Threat Management, Malware, Ransomware

Locky ransomware is back, this time via Necurs

After fading from the spotlight, the notorious Locky ransomware is again flooding into email inboxes owing to new campaigns spread via the Necurs botnet.

Locky was a dominant malware player in 2016, but lost its mojo along with a slowdown in the Necurs botnet.

However, on April 21, researchers at Talos observed a new, large-scale Locky campaign again emanating from the Necurs botnet, according to a post on a Cisco blog.

The malware formerly was embedded in email with attachments using script formats recognized by Windows hosts, such as .js, .wsf, and .hta.

The new iteration is borrowing techniques observed in a recent Dridex campaign, the Talos researchers wrote, and is currently flooding inboxes in high volumes. The Necurs botnet is the source of the attack, they said, pointing out that the botnet had previously been used to send out more traditional spam – such as pump-and-dump spam, Russian dating spam and work-from-home spam.

The campaign was also observed by researchers at Malwarebytes Labs. According to a post on a Malwarebytes Labs blog, the technique borrowed from Dridex embeds a Word doc inside a PDF file, a strategy that enables the malware to avoid detection from sandboxes.

Once a recipient clicks on the OK button, the polluted Word doc is displayed. At that point, said the Malwarebytes researchers, a bit of social engineering dupes targets to click on the macro which launches the Locky ransomware.

The user's computer files are then encrypted with the .osiris extension and the miscreants behind the cybercrime demand 0.5 Bitcoin (around $623) to recover them.
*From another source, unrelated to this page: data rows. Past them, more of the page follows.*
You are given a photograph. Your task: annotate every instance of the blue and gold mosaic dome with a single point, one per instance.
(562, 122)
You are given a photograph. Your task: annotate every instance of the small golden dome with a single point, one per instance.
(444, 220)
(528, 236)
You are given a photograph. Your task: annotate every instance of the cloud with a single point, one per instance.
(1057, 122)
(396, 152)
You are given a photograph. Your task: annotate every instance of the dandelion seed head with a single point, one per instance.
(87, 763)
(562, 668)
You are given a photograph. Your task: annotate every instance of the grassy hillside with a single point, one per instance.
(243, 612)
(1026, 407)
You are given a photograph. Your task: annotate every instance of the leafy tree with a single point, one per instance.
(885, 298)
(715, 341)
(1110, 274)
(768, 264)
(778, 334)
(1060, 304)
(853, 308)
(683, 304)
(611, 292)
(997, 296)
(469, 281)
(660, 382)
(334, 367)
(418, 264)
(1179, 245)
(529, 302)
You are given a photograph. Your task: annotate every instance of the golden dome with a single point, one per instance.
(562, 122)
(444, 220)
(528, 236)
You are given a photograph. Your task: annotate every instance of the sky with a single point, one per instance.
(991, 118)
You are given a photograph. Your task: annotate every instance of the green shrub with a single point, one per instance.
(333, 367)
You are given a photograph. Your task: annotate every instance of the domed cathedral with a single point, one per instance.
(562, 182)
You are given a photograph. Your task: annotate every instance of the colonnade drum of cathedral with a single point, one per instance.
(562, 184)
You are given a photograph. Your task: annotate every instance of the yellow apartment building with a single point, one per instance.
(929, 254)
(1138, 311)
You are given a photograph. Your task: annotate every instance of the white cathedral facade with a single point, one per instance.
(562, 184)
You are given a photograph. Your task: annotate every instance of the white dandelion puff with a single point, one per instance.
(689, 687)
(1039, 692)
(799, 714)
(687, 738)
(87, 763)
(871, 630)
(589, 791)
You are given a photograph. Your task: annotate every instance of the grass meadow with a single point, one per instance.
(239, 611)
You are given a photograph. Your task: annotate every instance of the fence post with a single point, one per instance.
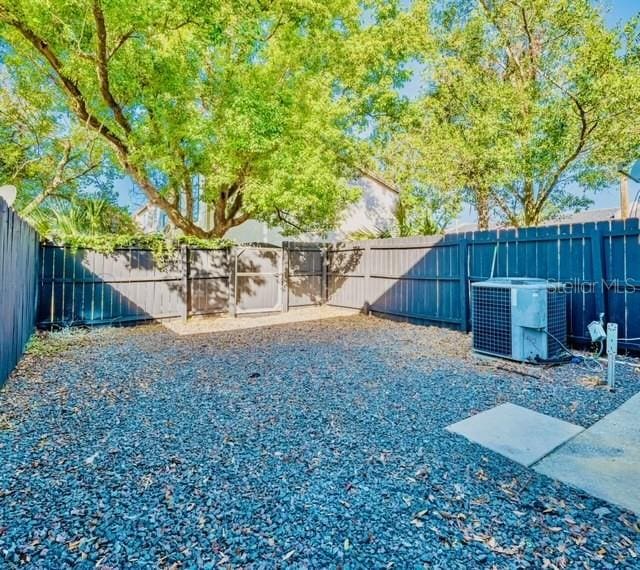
(463, 271)
(184, 268)
(598, 273)
(367, 278)
(324, 274)
(285, 276)
(233, 261)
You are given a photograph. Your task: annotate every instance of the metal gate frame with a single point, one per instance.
(236, 253)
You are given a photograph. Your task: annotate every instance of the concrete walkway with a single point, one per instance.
(226, 323)
(603, 460)
(522, 435)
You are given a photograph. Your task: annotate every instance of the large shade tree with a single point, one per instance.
(261, 100)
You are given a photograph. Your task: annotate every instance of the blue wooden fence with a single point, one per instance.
(18, 287)
(427, 279)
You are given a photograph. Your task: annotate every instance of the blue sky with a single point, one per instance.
(616, 11)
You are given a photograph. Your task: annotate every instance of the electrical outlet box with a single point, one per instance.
(596, 330)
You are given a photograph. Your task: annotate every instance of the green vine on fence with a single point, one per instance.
(162, 247)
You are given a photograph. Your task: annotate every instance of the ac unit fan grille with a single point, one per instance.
(556, 322)
(491, 313)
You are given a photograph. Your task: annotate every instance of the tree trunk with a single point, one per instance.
(482, 209)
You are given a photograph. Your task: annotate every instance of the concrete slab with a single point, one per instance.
(202, 325)
(518, 433)
(604, 460)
Attackers are constantly evaluating not only how users can get infected, but also how security solutions can be evaded, Jerome Segura, lead malware intelligence analyst at Malwarebytes Labs, told SC Media on Monday. "Just like any other business, innovation is crucial in order to survive," he said.

What is different about this iteration of Locky is that the delivery mechanism leverages Adobe Reader to open up an embedded Word document containing a malicious macro, Segura told SC. "This is one extra step that is not required to social engineer users, but that makes it more difficult for the defense side to handle, at least for a little while."

As far as what particular social engineering ploy is being used, Segura said that the spam emails come as invoices or scans from a printer. "Users are tricked into opening them and following instructions to display the content. This is clever because it allows the attackers to bypass various security measures as the victim overrides them. It's also powerful in performing certain actions that automated sandboxes couldn't do on their own."

Threat actors continue to abuse various applications that are legitimate and used on a daily basis while getting assistance from social engineered users, Segura dded. "This is a nightmare for IT admins that try to contain threats and have to deal with users making the worst possible choices."

We are likely to see more of those 'chained attacks' that hop from one application to the next, Segura told SC. "This is another aspect that makes tracing the original entry point much more difficult."